5. Focus on Usability and Trust

It looks great, loads fast, and expresses a compelling message, but nobody calls, clicks, or opts-in! What’s the issue?

It may be that your website is difficult or unpleasant for prospects to use and read. Building trust – an essential factor in conversion – necessitates a customer-centric user experience and transparent, easy-to-process marketing materials.

  • Optimize for mobile browsers.
  • Leave plenty of white (negative) space for an open and modern look that’s easy on the eye.
  • Use larger fonts and focus on a concise message that commands attention and encourages retention.
  • Extraneous content increases bounce rates and obscures your message.
  • Respect your audience’s intelligence. Tailor your tone and delivery appropriately.
  • Do not use cliché sales writing techniques or formatting.
  • Moderate and minimize the use of colloquialisms, slang, and industry jargon according to the audience (e.g., B2B vs B2C, local vs regional, and demo/psychographics).
  • Avoid excessive use of Bold, Italics, Red, and other colors.
  • Present all content as business correspondence and informational prose rather than marketing materials.
  • Present your information logically and allow the reader to draw the sensible conclusion, i.e., don’t tell them you’re ‘the best,’ show them through your insight and professional web presence.
  • Use a friendly, personal, and professional tone.
  • Avoid demanding, condescending, insulting, demeaning, derogatory, and any other socially or culturally insensitive language.
  • Keep your message objective. Don’t offend your prospect with subjective or personal statements.
  • Understand your audience. Focus on speaking directly to prospect needs and eliminate all content that doesn’t support and harmonize with that message.

 

Pulling the Project Together

How else can you optimize the website design and copywriting process?

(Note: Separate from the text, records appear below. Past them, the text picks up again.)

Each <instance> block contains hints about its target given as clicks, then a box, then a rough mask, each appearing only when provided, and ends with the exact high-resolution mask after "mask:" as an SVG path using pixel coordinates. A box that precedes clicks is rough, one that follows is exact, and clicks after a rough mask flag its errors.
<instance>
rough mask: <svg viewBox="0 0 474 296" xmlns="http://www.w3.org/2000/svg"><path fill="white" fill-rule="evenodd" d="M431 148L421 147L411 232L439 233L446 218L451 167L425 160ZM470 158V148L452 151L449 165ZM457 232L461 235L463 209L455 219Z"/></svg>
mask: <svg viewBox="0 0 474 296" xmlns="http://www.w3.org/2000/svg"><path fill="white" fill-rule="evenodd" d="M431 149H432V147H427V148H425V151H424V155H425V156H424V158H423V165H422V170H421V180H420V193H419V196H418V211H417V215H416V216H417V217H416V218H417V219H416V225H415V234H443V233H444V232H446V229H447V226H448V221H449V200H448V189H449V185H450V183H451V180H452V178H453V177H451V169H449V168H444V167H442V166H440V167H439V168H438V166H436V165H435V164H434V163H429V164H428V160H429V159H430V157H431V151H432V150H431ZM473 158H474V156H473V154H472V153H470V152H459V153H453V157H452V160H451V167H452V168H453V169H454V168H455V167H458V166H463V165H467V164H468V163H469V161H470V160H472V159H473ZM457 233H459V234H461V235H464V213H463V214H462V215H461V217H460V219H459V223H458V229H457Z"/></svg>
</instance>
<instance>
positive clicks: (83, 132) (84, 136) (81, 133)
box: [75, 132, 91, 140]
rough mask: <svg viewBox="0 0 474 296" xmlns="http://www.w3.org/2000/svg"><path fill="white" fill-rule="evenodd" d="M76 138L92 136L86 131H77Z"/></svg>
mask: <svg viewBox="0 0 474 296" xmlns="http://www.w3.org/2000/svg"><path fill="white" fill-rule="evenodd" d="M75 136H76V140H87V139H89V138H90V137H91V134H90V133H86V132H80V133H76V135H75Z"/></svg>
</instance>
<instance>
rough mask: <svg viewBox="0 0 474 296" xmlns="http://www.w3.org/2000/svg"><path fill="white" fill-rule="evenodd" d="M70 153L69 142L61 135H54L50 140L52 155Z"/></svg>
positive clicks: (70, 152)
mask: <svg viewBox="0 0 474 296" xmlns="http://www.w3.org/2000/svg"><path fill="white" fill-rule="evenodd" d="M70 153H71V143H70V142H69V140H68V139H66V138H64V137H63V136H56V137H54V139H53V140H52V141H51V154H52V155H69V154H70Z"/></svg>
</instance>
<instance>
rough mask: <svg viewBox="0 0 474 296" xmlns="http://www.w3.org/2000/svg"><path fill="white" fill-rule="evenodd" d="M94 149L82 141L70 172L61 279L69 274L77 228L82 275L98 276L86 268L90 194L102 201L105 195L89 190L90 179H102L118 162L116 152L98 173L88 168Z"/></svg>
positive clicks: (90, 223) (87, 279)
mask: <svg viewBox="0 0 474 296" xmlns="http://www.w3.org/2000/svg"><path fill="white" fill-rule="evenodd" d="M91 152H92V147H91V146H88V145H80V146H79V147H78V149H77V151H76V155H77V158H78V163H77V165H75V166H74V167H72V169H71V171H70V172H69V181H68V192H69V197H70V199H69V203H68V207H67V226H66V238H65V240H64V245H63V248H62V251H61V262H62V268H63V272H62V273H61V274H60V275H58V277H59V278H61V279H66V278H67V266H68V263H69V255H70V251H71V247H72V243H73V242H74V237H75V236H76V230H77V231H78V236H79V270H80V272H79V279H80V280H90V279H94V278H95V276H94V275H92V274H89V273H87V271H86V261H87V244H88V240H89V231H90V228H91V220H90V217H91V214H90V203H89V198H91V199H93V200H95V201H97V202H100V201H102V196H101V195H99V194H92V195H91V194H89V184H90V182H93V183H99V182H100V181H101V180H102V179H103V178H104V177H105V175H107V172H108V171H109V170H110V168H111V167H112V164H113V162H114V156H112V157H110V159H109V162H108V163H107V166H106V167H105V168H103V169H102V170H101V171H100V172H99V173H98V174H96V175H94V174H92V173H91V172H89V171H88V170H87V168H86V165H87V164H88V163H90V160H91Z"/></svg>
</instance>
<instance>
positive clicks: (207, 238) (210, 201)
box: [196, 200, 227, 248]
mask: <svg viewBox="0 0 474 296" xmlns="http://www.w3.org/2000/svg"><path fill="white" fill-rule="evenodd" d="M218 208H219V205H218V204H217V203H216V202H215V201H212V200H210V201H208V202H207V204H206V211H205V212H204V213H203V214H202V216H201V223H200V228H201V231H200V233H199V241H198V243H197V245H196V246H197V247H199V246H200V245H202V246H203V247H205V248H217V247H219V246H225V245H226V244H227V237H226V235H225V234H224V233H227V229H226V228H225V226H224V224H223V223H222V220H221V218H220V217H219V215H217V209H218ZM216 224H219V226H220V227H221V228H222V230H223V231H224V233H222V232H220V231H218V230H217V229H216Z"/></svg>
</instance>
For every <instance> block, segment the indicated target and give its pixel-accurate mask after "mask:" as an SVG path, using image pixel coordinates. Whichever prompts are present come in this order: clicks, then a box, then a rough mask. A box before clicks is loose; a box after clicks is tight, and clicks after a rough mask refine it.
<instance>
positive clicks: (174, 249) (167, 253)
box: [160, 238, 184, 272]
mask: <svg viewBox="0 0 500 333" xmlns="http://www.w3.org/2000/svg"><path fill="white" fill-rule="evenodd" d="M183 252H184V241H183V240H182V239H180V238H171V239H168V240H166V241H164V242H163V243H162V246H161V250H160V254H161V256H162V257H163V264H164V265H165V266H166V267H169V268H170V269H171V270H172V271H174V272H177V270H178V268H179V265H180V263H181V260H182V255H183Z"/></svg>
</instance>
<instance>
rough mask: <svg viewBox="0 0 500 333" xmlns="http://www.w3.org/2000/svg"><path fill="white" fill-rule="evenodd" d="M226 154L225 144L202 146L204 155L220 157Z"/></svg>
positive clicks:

By working with marketing professionals with an active approach to project management and campaign implementation: those with whom you can communicate efficiently, professionally, and rely on to push toward milestones.

Collaborate with specialists that deliver the most experience, value, and results. Rely on educated writers that know your industry and have professional active-voice writing skills. To ensure that your new or existing site receives traffic from relevant prospects, optimize your copy and site structure for high-traffic keywords and topics.

Don’t forget about site speed, or your site will get left behind – literally. And, get what you want by establishing yourself and your firm as credible experts and then asking your prospect to take action, with clear directions. Furthermore, save your prospects’ time and nerves by offering simple navigation, appealing design, and easy to absorb content.

Take these tips and apply them to build a more effective website in less time.